Austin Wiggin pulled out most of his savings to finance the album. They went to Boston and recorded Philosophy of The World on the independent Third World Recordings label. They pressed 1,000 copies of Philosophy of The World.

And 900 of them promptly disappeared. As with the head of Third World Recordings. Most of the remaining 100 copies went to radio stations, some of which escaped into the wild (as radio promo copies of albums often did.) Only one single was released, "My Pal Foot-Foot"(Foot-Foot was the name of Dot Wiggin's cat.)

To this day, no one knows what happened to those 900 missing album copies (or Foot-Foot.)

Or (as some wonder) if they were even printed.

 

Philosophy of The World has been called one of the worst records of all time. But Frank Zappa and Kurt Cobain called Philosophy of The World one of their favorite albums of all time. But who would even unleash such an album? Beat timing? Song structure? Performing on key? Big production? Artistic lyrics? FAH! Overrated.

But the reality was the Wiggin girls only went with what they honestly knew, which wasn't much. But they made the best of it to appease their father (although one could imagine the conflicts that must have went on between the girls and their dad at times were as bad as their music.) And the fact they weren't pretentious or egotistical lyrically (the song topics were about pets, sports cars, Halloween and random musings) made them just as inspiring. They became the godmothers of DIY punk and outsider music.

It's been said The Velvet Underground and Nico had 30,000 initial copies pressed and everyone who bought a copy started a band. The Shaggs pressed 1,000 copies of Philosophy of The World, lost 900 of them and still had the same effect. But Philosophy of The World, by all odds should never have survived.

The few copies that escaped quickly became collector's items initially not for their value, but for their weirdness. And their rarity has made the original LPs extremely valuable.

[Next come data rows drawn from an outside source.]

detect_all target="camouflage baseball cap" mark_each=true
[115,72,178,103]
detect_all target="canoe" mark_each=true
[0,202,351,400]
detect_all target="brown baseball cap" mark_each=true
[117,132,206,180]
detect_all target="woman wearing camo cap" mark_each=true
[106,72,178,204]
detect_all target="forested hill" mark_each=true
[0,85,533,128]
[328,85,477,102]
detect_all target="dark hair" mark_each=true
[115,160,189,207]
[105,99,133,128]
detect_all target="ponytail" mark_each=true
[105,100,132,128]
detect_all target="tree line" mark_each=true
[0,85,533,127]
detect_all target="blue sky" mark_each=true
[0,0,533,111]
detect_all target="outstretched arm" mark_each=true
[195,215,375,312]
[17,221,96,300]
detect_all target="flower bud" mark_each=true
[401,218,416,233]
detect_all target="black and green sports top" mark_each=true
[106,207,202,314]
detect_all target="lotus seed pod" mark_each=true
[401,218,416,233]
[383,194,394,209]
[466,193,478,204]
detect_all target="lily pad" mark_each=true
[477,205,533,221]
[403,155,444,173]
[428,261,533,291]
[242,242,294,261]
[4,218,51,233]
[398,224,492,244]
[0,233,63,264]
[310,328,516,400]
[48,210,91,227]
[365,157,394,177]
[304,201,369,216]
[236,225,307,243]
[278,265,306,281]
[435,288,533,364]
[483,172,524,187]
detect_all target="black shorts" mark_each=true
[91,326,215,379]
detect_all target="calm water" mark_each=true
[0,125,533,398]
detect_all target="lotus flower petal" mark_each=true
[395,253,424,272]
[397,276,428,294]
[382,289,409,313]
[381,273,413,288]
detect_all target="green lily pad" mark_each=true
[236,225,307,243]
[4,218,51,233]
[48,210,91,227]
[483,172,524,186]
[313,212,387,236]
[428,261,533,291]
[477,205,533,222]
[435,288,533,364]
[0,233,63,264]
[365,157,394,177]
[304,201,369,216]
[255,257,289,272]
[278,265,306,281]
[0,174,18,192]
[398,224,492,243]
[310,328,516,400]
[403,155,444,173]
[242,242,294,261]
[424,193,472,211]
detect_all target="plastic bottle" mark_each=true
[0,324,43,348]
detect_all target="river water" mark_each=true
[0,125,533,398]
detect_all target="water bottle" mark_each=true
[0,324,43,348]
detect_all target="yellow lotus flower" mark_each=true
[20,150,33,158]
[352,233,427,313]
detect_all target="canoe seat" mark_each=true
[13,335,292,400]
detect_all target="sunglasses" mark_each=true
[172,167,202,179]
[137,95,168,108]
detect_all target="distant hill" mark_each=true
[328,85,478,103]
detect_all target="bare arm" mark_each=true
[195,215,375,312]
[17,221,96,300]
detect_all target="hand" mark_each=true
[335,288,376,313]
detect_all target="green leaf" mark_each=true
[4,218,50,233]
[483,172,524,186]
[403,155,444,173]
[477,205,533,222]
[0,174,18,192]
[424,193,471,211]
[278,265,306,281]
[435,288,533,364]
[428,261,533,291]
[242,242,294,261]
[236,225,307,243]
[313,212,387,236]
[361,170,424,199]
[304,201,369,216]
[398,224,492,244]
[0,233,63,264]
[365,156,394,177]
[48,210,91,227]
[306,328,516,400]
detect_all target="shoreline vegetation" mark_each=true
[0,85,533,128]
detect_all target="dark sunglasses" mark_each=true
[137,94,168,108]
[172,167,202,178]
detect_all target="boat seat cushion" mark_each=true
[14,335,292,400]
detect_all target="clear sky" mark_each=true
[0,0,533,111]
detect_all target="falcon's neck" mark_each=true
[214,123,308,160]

The Shaggs stayed together as an act until 1975. They did make an unreleased second album and on this one, there was studio help at last Their act had become famous once again when Boston rock station WBCN began playing tracks from Philosophy of The World as a joke, the album began getting renewed interest. Comedy radio host Dr. Demento also played tracks from Philosophy of The World on his syndicated radio show, which further interested/shocked listeners. When the jazz group NRBQ discovered them, they talked the Shaggs into re-releasing Philosophy of The World in 1980.

It was released on CD in 1999 on RCA Records.